Brad olhou agora para Jerome. Ele o encarou de volta.
—
Sua vez, grandão. —
Brad sorriu.
Jerome bufou. Porém, após alguns segundos, ele disse:
—
Eu estou aqui há dez anos. Fui um dos primeiros a chegar ao Matadouro.
Eu engoli em seco. O pensamento de chegar neste lugar
horrendo, sozinho, e ter que sobreviver sem apoio ou algum tipo de
conselho...era simplesmente horrível.
—
Eu fui acusado de um assassinato que eu não cometi. — Jerome continuou. — Eu vi o culpado cometer o crime. Um homem,
com pouco menos de um metro e setenta de altura, matou uma mulher que tinha
pouco mais de um e sessenta. Aquele verme...aparentemente era alguém da alta
sociedade. Eu cheguei ao local do crime depois que ele havia terminado de
esfaquear a mulher. Ela, aparentemente, era uma prostitua. Talvez ela tivesse
descoberto algo sobre o homem e tivesse tentado o chantagear... — Ele respirou fundo. — Eu não sei e nunca
saberei. Só sei que aquele verme a matou e me usou de bode expiatório.

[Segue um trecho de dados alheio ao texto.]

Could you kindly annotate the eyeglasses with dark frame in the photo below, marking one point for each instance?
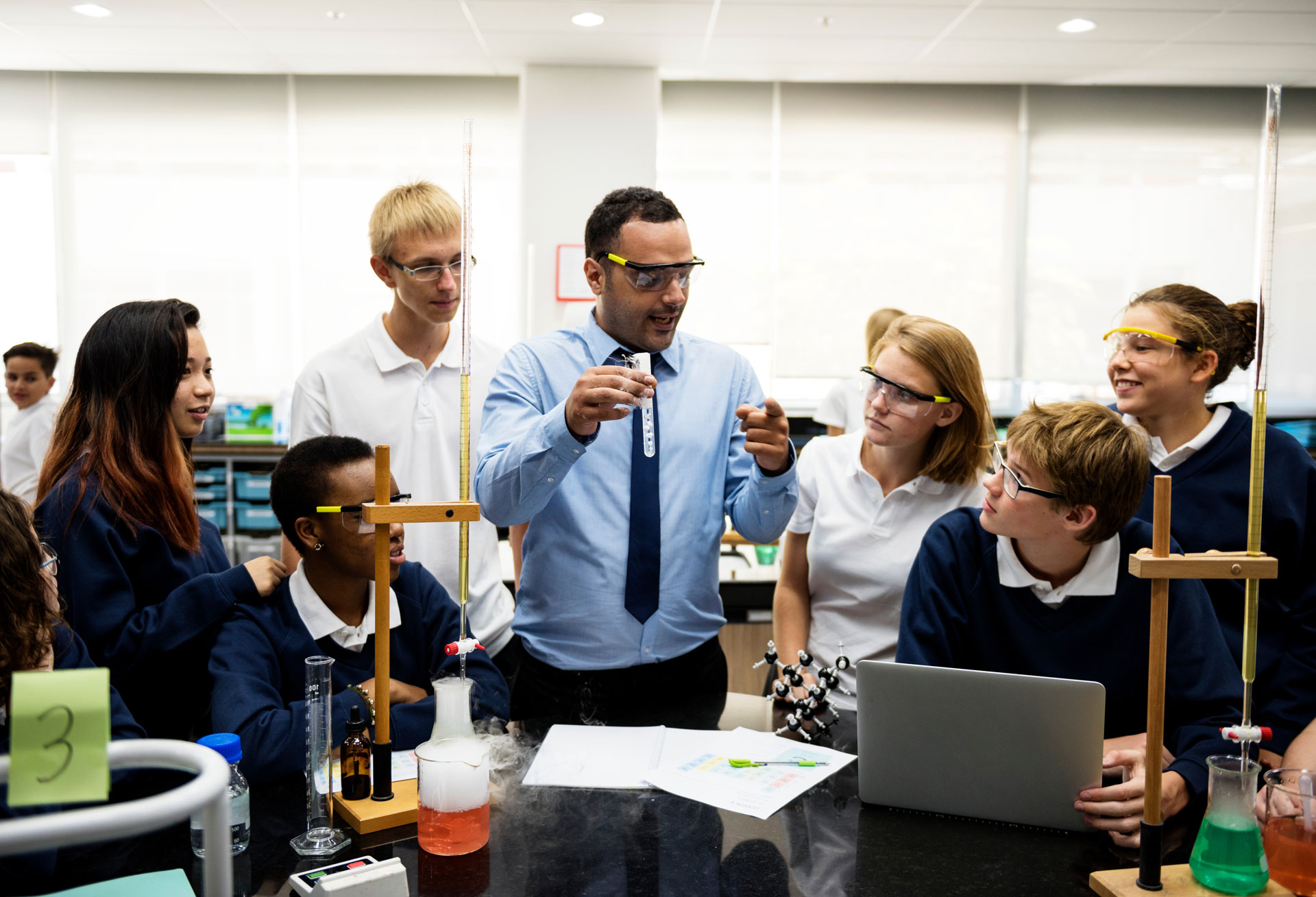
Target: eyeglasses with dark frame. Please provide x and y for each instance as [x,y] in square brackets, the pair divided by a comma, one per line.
[1011,482]
[429,271]
[350,515]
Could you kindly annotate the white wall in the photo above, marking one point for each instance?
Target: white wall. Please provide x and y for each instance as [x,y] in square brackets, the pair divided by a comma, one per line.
[585,132]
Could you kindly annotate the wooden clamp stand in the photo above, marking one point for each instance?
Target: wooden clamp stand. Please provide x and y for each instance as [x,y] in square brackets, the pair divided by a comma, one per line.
[1160,566]
[386,808]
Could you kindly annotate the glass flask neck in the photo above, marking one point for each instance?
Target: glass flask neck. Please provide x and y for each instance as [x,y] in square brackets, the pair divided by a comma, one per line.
[452,709]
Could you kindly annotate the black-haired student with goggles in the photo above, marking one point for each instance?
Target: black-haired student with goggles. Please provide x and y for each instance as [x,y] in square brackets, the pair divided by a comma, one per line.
[327,606]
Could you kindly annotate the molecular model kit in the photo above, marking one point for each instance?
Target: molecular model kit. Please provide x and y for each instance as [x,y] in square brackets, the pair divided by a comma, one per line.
[814,705]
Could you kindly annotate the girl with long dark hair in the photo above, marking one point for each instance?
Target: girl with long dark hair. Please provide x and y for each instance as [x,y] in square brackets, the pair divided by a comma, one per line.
[148,580]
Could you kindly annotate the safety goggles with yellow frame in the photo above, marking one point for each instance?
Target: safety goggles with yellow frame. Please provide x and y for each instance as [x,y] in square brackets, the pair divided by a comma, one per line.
[350,515]
[1145,346]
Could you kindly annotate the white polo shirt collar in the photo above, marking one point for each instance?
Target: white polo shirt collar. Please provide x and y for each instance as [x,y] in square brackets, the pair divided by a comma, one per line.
[1099,575]
[1168,460]
[321,621]
[602,345]
[874,489]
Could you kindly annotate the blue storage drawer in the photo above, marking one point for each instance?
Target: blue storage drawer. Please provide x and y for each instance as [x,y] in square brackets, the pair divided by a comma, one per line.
[254,519]
[216,512]
[250,486]
[214,492]
[210,475]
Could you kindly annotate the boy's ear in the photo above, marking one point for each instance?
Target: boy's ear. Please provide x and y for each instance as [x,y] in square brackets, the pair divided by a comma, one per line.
[307,530]
[1080,517]
[1204,366]
[951,413]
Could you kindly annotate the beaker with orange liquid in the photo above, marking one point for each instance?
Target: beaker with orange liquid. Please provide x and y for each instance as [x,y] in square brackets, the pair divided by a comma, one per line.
[1290,833]
[453,815]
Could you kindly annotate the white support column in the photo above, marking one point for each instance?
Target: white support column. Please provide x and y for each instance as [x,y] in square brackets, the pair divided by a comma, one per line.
[586,130]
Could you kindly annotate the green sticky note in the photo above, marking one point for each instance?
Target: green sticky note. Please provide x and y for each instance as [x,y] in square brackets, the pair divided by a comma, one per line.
[58,732]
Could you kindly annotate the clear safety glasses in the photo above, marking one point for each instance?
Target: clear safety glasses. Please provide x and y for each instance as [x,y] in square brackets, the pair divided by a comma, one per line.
[350,515]
[1011,482]
[1144,346]
[902,400]
[429,271]
[655,278]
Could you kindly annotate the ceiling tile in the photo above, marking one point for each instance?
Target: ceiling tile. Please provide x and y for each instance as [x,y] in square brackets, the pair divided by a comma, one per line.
[1260,28]
[127,14]
[371,15]
[1232,56]
[119,41]
[802,20]
[1132,25]
[1034,53]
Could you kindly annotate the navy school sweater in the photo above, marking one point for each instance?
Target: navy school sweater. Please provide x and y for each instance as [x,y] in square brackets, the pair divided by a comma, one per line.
[258,666]
[957,613]
[29,870]
[1210,511]
[147,609]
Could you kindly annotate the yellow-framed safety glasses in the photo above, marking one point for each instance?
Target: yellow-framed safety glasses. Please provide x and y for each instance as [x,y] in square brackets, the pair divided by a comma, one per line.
[902,400]
[350,515]
[655,278]
[1145,346]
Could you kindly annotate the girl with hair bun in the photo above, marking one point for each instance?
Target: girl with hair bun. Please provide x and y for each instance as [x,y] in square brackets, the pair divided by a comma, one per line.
[1173,346]
[148,582]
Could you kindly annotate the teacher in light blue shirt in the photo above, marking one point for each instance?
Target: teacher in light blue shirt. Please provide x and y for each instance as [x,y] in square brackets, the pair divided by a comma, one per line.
[618,609]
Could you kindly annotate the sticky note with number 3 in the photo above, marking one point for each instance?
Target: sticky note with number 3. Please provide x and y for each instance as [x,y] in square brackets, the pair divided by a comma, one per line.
[58,732]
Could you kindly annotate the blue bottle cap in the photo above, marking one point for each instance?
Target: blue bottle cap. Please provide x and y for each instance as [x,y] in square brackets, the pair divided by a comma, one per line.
[228,745]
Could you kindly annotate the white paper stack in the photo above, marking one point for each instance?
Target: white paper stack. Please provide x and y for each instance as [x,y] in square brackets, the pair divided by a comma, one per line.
[687,762]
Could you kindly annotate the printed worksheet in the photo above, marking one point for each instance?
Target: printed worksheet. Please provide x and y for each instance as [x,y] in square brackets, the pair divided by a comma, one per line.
[761,791]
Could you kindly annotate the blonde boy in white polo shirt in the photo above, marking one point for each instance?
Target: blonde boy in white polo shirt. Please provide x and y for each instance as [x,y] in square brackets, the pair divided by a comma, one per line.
[398,383]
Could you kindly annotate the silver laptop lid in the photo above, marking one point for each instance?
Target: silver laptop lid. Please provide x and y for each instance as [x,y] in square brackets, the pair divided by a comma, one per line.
[986,745]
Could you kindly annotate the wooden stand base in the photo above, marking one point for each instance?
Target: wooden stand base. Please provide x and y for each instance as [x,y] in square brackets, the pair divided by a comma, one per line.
[1175,881]
[369,815]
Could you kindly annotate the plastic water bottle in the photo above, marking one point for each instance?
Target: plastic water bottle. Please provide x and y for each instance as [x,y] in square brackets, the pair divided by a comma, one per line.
[240,796]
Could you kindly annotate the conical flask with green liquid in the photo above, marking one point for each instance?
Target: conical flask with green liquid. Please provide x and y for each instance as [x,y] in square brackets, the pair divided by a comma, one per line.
[1228,855]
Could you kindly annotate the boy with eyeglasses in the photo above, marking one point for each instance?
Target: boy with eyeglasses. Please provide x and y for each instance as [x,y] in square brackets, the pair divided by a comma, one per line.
[327,606]
[398,383]
[1036,582]
[29,374]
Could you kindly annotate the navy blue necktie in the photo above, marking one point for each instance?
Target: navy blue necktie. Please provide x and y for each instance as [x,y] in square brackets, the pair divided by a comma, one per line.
[644,553]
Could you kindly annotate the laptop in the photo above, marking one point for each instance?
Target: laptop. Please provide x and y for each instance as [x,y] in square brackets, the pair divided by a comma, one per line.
[985,745]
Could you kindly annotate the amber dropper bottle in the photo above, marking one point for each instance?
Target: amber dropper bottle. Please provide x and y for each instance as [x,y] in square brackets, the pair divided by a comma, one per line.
[354,759]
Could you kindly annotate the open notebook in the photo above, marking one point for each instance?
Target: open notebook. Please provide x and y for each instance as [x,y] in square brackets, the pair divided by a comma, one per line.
[687,762]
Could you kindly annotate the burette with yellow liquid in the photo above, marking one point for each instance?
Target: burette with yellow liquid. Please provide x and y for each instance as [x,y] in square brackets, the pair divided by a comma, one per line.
[1264,257]
[463,528]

Afinal,
eu tenho muito mais cara de marginal do que aquele riquinho desgraçado, não? — Jerome cerrou os dentes.
—
A justiça virá até você, meu amigo. —
Disse Brad. —
Diferente da maioria que está aqui, você não é um criminoso. Se for pra alguém
sair daqui vivo, será você, Jerome.
Os
dois se entreolharam e trocaram um sorriso.
— E talvez você
também, não é, Jack? — Emmanuelle me
perguntou.
Jerome
e Brad se voltaram para mim. Eu respirei fundo e disse:
— Eu espero que
sim. E também espero que vocês me ajudem. Assim, eu poderei ajudar vocês
também.
— É isso que eu
queria ouvir, garoto. — Disse Jerome. — O seu treinamento começará daqui a pouco.
Mas, por ora... — Ele sorriu. — Por ora, venha comer junto conosco.
Eu
não pude evitar. Eu sorri, assim como Brad e Emmanuelle. Por mais estranha que
toda a situação ainda parecesse, eu estava um pouco mais tranqüilo agora.
Então, pude me sentar com meus novos aliados e saborear uma refeição quente.